I found the combination of deep access to data in my site and a common query interface to be powerful:

  • It made automatic page generation from MDX files very simple.
  • I was able to query article files to auto-generate and order a list of articles for my home page.
  • I was able to query processing-metadata to auto-generate navigation links for my articles.

MDX

I've never used MDX before this. It's really good. The ability to use components in markdown has made more complex components really simple to add and iterate on. I also find it way easier to read/declarative than most other templating languages that also extra symbols everywhere (parentheses, percentage signs and the like).

I haven't yet tried adding dynamic components to MDX files but I'm excited to try it.

Type-generation for GraphQL queries

The gatsby-plugin-typegen plugin will read your source, extract GraphQL queries, compare them against what has been registered with the data-layer and then generate types for them. Follow instructions on thie link to set it up.

Good

  • Typesafety for queries, which is the core functionality of Gatsby.

Not-so-good

  • This actively modifies your source files during build. I'm not sure if I'm a fan of changes not made by myself popping up in my source files.
  • I've had trouble keeping my IDE happy. Generated types don't seem to get picked up quickly; I've frequently run into situations where the IDE complains about non-existent types, but the type definitions are present and contain the type causing the warning. This creates a lot of visual noise during development. It's very likely that I haven't set up my project very well for these types, but it's not obvious to me what's going wrong - mostly my fault, but also partly a lack in dev tooling.
  • I find what needs to be generated and how it needs to be made available to the IDE unintuitive. I followed instructions more than understanding what I was doing.
  • I've found I've needed to manually add the types in for page-queries (queries who's data automatically gets passed to the component). This is an inconsistent developer experience between automatically getting types and manually needing to add them in depending on the page.

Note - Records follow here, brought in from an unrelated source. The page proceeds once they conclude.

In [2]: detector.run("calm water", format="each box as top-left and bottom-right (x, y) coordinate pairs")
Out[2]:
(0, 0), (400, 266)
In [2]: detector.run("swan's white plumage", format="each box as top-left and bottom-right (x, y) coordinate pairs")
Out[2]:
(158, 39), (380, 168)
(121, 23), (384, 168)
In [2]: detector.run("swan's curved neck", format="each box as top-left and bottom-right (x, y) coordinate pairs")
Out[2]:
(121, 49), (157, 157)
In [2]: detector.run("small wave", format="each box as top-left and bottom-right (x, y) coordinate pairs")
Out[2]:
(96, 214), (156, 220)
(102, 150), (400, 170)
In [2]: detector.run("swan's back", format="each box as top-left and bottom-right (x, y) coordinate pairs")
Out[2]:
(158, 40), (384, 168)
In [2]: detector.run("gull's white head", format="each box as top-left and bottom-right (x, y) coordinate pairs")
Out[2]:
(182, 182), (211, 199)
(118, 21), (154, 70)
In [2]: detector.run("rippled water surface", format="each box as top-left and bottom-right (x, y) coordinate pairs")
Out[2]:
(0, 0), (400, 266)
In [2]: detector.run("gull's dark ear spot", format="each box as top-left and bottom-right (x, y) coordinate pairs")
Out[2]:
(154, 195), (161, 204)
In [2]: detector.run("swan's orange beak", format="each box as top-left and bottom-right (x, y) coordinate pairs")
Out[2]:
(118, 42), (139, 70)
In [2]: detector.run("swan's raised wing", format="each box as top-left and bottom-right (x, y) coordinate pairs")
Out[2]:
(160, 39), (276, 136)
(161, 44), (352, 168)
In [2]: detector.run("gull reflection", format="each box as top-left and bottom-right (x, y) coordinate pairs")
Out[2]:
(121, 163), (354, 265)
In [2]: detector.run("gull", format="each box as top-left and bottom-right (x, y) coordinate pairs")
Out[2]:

FontAwesome icon generation hack

I've added frontmatter to MDX files where you can specify a FontAwesome icon for the article.

The way this works is a bit hacky. The free-version of FontAwesomeReact component does not accept a string for the icon name. Instead it takes in a FontAwesome.IconDefinition, which is a nested object that fully describes the icon. So I needed to turn the string defined in the article frontmatter into an IconDefinition.

I do this by using the string as an index on the icon's JavaScript module. That means that the frontmatter needs to contain the module key of the IconDefinition I want to use. See also the source.

There's definitely a better way to do this, but it works for now.

SVGs

You can make SVGs accessible as React components using gatsby-plugin-react-svg.

// in a MDX file
import MySvg from "/images/my-svg.svg";

## An article

Lorem ipsum.

<MySvg />

Lorem ipsum.

Images

I ran into issues importing images directly into documents due to their size. See this issue for more context.

I found using <StaticImage /> to be a simple solution.

Tailwind

Relatively easy to set up using the tailwind guide. However it does strip all styles by default, including those generated by rendering MDX. I had to re-add styles to elements in the global CSS file.

Difficulties

  • Markdown tables are a pain to re-style
  • The global CSS file in the guide seems to be against best-practice
  • Adding this to the pipeline drastically slowed down the dev server startup time (hotloading is fine though)

Deployment

This uses gh-pages to deploy the site to a branch from which Github pages generates the site. That means you need 2 core branches: one for development and the other to deploy to (in this project, master and main respectively).

This was not intuitive to me.

Open questions/issues

  • I'm ignorant at how the datalayer would work at runtime. Right now it's all build-time optimization.
  • I'm not confident with GraphQL yet. I find the GraphiQL UI to be difficult to use.